BBC Radio Five Live Discussion

November 2019

I took part in a one-hour discussion on BBC Radio 5 Live with Rachel Botsman from the Said Business School at the University of Oxford on the subject of ‘trust’.

The host was Nihal Arthanayake. It was a wide-ranging discussion about trust and its critical importance for people and society, how it can be repaired (if at all) when it breaks down, what makes a good apology and the fact that if you just say ‘you’re sorry’ on its own it has minimal effect on restoring trust.

We talked about whether today there is a ‘trust crisis’, and the implications of the decline in trust in institutions, like the banks, the church, and politics and politicians, especially in the age of Trump, when inconsistency and proven lies are commonplace. Inevitably, given the timing, we talked about the Prince Andrew interview.

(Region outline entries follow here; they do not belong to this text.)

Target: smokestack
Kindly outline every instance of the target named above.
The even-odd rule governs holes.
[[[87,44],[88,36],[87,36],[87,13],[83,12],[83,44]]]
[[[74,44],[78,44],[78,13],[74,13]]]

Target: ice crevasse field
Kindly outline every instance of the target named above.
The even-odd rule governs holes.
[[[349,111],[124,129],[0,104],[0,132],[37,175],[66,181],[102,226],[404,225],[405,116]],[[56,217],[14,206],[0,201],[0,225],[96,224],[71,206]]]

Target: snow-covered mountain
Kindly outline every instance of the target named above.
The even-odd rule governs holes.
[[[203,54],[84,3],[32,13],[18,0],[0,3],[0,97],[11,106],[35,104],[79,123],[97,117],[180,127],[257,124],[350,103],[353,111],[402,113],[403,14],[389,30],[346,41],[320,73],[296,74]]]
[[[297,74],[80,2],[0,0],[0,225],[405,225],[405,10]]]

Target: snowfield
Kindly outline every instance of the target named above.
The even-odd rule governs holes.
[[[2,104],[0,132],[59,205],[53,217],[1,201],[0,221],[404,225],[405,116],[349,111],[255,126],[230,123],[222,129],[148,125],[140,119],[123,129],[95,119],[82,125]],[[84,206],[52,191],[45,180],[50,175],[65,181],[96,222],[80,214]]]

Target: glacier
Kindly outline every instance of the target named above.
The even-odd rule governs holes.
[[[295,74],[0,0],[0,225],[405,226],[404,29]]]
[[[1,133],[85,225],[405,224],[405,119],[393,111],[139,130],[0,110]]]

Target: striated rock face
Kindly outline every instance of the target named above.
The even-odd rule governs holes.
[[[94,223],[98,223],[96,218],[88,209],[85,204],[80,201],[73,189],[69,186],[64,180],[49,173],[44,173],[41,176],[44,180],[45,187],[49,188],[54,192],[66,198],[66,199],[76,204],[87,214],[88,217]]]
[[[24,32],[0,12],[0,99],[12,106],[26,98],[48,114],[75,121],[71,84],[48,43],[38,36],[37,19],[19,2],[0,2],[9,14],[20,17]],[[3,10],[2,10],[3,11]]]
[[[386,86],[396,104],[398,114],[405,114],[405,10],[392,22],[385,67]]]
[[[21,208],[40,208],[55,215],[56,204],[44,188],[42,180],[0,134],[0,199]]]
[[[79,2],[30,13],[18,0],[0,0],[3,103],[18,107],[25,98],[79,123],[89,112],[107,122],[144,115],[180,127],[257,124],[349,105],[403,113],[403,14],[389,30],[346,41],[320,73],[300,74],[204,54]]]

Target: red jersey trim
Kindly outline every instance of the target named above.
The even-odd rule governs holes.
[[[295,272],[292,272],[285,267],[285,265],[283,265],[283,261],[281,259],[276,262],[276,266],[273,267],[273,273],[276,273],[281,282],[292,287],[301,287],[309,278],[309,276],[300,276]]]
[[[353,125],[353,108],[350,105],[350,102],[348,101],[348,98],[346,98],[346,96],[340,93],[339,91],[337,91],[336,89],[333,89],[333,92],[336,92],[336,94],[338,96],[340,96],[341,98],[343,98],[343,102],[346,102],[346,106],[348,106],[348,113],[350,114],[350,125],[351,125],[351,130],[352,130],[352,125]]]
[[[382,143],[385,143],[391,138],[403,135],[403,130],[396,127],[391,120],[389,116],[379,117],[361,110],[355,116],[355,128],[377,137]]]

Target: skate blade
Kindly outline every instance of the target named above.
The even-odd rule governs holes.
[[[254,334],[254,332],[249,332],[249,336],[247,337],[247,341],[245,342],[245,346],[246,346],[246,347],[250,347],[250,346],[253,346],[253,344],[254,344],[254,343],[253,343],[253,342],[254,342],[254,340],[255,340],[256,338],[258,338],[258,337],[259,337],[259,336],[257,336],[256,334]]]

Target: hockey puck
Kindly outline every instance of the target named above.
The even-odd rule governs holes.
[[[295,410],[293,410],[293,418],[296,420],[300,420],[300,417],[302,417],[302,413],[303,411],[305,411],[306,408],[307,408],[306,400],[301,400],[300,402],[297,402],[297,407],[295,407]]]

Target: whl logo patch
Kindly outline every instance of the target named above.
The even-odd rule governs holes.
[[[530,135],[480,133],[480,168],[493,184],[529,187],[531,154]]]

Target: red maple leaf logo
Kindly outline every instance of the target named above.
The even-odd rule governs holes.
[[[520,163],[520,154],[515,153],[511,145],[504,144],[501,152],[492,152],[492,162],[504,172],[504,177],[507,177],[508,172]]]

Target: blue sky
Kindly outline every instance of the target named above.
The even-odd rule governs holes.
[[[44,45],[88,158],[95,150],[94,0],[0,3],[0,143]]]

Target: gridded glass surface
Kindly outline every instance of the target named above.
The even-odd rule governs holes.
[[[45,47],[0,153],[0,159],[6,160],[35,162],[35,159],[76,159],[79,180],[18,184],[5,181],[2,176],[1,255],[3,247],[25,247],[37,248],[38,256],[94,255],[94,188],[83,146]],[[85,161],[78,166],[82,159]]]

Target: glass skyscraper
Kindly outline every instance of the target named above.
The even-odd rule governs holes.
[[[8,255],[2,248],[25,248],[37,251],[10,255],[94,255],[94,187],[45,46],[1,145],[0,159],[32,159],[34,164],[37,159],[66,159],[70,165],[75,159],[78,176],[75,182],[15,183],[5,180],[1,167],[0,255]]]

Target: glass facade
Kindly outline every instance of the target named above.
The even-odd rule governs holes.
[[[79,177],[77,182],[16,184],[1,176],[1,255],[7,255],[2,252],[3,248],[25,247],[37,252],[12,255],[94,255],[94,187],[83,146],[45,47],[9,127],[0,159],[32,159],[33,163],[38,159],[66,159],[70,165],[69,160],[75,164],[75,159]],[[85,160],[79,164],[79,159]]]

Critical to restoring trust is displaying empathy with the other person, and none of this was shown in this interview. Instead, we had evasive, distancing answers, and a series of attempted acts of positive social self-construction, with him as a thoroughly honourable person. Plus, of course, desperate attempts to control his body language seemingly contradicted by those behaviours over which we have least control, eye blinks as a sign of anxiety, hesitations as a sign of cognitive planning, foot movements etc.

We call it ‘nonverbal leakage’ for a reason. There was, of course, something of a national consensus on how all of this affected perception and trust in this particular case.